Gaga: Five Foot Two Review: Inside the Heart of a Pop Icon

The new Netflix documentary, “Gaga: Five Foot Two,” directed by Chris Moukarbel (Banksy Does New York), allows the viewer to get to know who the woman behind the pseudonym “Lady Gaga” really is. It’s a beautiful and emotional documentary that shows how she became a star. After a five-year break from the limelight, “she finally found herself” and “Gaga; Five Foot Two” is all about the self-discovery process.

Some would say Lady Gaga is the most controversial artist since Madonna. With her loud outfits, chameleon-like looks and artsy videos, they may have a point. But as proven with her most recent album “Joanne,” Lady Gaga is more than just a diva. She’s Stefani Joanne Angelina Germanotta, a New York City girl with Italian roots, who has anxieties, doubt, and issues.

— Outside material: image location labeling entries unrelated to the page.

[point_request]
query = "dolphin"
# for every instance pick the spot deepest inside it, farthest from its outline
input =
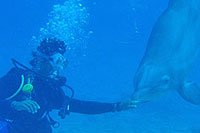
(171, 52)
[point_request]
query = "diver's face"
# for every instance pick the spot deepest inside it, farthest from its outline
(51, 66)
(58, 62)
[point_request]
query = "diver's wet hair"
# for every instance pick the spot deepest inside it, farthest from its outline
(50, 46)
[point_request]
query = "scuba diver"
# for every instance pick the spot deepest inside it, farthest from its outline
(28, 95)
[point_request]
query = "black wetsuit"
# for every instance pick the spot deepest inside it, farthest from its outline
(48, 95)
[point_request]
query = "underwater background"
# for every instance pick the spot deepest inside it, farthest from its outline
(106, 41)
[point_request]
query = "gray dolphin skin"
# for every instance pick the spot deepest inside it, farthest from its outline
(171, 53)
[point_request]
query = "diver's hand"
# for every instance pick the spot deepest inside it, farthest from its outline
(26, 105)
(129, 104)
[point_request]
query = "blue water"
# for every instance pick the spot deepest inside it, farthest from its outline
(102, 69)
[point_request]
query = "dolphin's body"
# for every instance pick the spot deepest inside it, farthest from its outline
(171, 53)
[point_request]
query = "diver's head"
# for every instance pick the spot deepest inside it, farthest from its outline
(48, 60)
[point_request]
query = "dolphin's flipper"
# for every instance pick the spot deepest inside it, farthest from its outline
(190, 92)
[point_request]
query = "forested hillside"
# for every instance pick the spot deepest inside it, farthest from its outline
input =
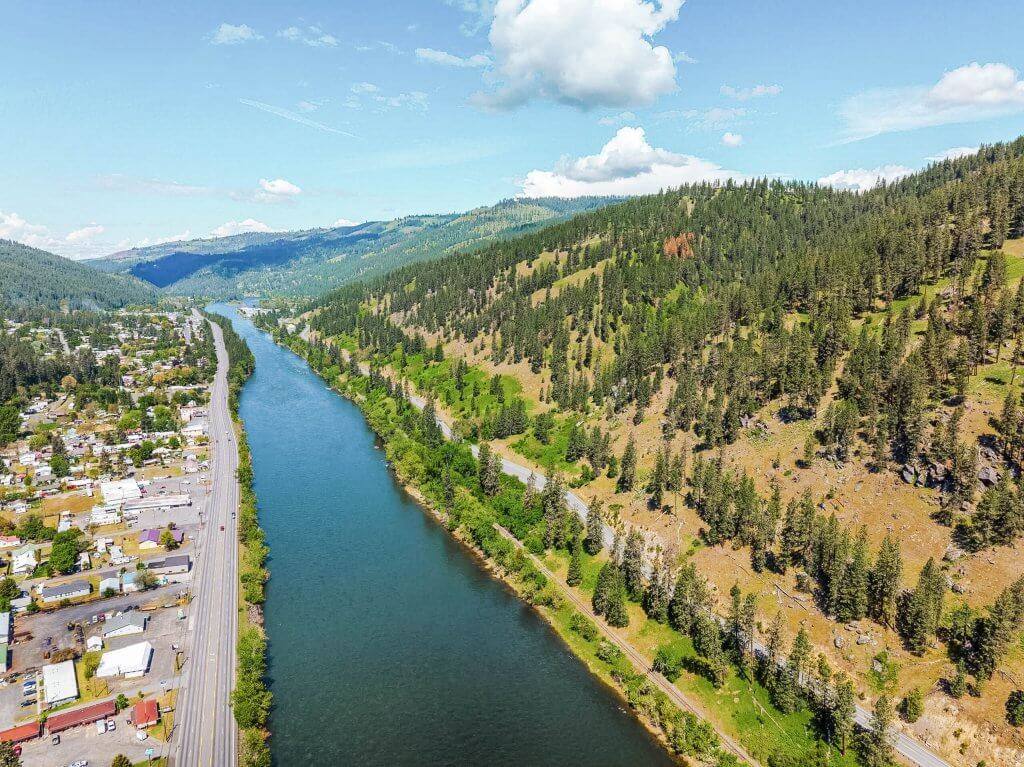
(310, 262)
(824, 381)
(35, 278)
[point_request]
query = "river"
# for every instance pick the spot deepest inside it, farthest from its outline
(388, 643)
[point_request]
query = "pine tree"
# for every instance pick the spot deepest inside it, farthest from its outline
(843, 710)
(602, 591)
(616, 614)
(633, 563)
(595, 527)
(877, 742)
(574, 577)
(885, 583)
(628, 467)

Documentaries about celebrities, especially the ones who disappeared for a while, often give the feeling of a staged and some sort of reality show concept a là “Keeping Up With The Kardashians.” But not so with Gaga. It doesn’t give the impression Germanotta is in need of money or publicity. Someone who has more than 20 million followers on social media, must still be in demand, right? She often shows her appreciation for her fans when she gets close with them to take pictures or surprises them with tickets to her show, but she never seems to be bothered by her fan base- shown in a few scenes.

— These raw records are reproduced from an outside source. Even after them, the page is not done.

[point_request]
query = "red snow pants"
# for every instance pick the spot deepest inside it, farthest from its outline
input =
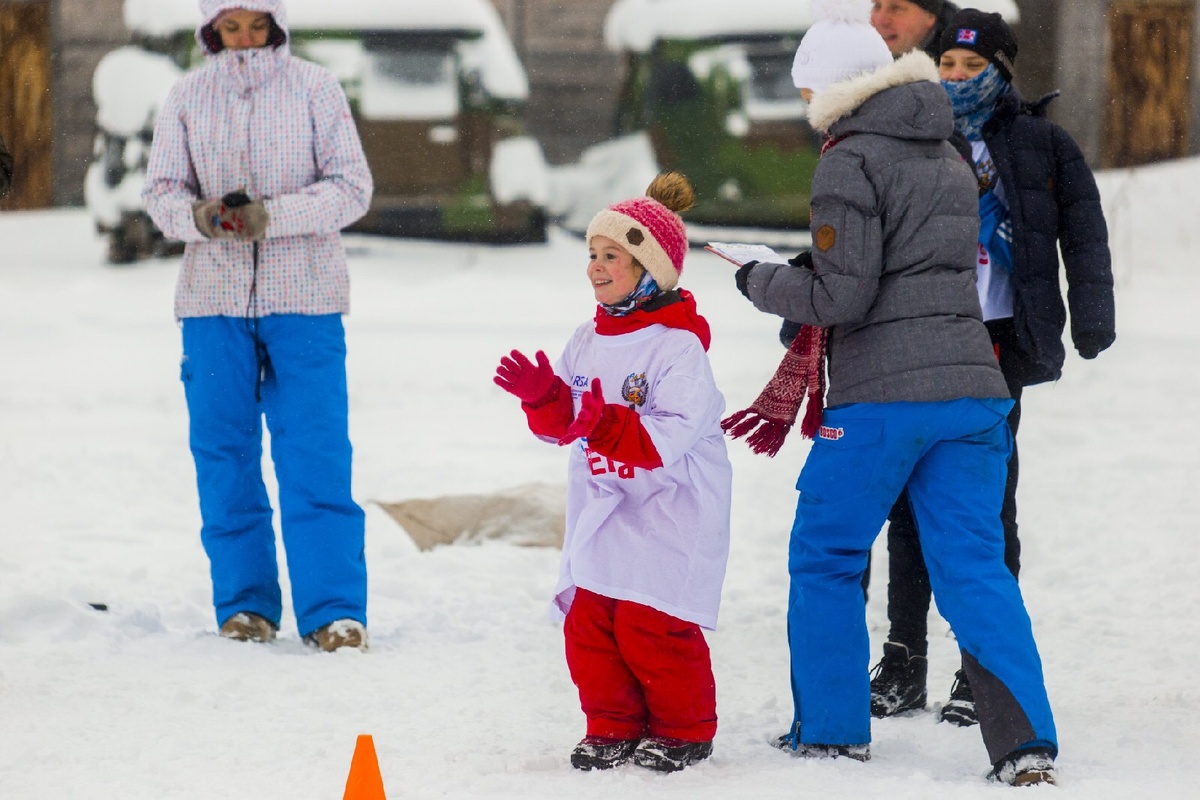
(640, 672)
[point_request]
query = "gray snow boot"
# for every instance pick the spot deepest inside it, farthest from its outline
(1025, 768)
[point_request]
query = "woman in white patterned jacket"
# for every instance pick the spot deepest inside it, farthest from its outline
(257, 166)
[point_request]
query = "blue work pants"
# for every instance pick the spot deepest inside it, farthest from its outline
(952, 457)
(304, 398)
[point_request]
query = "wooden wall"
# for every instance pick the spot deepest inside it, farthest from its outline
(1147, 82)
(84, 30)
(25, 113)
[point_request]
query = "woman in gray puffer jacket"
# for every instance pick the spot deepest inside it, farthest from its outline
(916, 400)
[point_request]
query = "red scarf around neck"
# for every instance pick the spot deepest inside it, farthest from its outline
(676, 310)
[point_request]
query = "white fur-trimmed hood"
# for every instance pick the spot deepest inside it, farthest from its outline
(843, 97)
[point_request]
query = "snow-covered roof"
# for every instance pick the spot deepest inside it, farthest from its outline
(637, 24)
(491, 53)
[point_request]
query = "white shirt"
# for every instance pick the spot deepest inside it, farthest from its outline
(659, 537)
(994, 283)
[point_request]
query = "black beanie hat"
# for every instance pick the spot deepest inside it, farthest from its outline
(931, 6)
(985, 34)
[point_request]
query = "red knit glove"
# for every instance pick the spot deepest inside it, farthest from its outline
(586, 421)
(532, 383)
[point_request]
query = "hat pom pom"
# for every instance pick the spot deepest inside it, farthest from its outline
(672, 190)
(841, 11)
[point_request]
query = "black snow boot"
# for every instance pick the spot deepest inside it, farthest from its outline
(666, 755)
(960, 708)
(601, 752)
(1025, 768)
(898, 681)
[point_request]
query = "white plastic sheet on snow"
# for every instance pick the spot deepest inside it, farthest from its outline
(637, 24)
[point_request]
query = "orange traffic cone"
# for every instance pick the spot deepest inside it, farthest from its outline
(364, 782)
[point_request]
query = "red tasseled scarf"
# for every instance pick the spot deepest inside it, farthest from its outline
(799, 376)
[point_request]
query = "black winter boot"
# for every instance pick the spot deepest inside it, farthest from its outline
(898, 681)
(960, 708)
(601, 752)
(666, 755)
(790, 743)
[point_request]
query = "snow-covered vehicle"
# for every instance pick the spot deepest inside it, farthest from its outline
(708, 91)
(436, 88)
(130, 85)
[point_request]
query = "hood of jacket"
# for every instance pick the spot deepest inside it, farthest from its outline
(903, 100)
(1013, 104)
(213, 8)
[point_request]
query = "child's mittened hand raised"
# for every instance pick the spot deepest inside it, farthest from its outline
(520, 377)
(586, 421)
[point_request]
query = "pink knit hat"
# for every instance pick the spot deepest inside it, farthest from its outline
(649, 227)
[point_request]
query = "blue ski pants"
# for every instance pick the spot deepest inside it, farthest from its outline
(952, 456)
(304, 398)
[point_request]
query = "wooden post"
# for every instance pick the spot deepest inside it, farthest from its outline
(25, 114)
(1149, 82)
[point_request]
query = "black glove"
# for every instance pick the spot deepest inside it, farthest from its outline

“Gaga; Five Foot Two” is a stirring whiplash that showcases the struggles of the comeback from an artist that was made into something she wasn’t, not just by her record label, but also by searching for her true self. Besides the fancy things, the documentary also shows that fame always comes with a price to pay; since the show must go on. No matter if it means to have a broken hip or to be sleep deprived. But it also reflects on the vulnerability that comes with being a pop star. The loneliness, failed relationships and depression all comes shining through.

The opening scene shows a morning in the life of Germanotta in her house in Los Angeles, somewhere far away from the Hollywood glam. Gaga might seem as though she’s an extrovert on stage and in the limelight but in private she’s just an ordinary girl from New York, humble, funny and humane. Even when she’s with her team of dancers, choreographers, stylists, and producers; there’s no sign of superiority.

Although “Gaga; Five Foot Two” was shot in a more monotone setting, it gives the viewer the feeling of being there with Germanotta. As if she was a friend, you have known for a long time. A friend that finally has returned from her journey and who’s afraid to show the world her true colors and this is what the documentary is about. The raw and real Gaga. The Gaga who looks like she went to “Beacon’s Closet” instead of “Bergdorf Goodman.” The Gaga that is not afraid to show her dark roots of her bleached platinum hair, and her bare skin. Gaga has put a lot of heart into her album “Joanne” which she named after her deceased aunt of the same name. She even made sure her album sells in stores when she stopped by a local Walmart.

It’s a deep and inspirational documentary, at times funny that represents a more humane side of a high demand pop star, whose name got inspired by the Queen’s song “Radio Gaga.”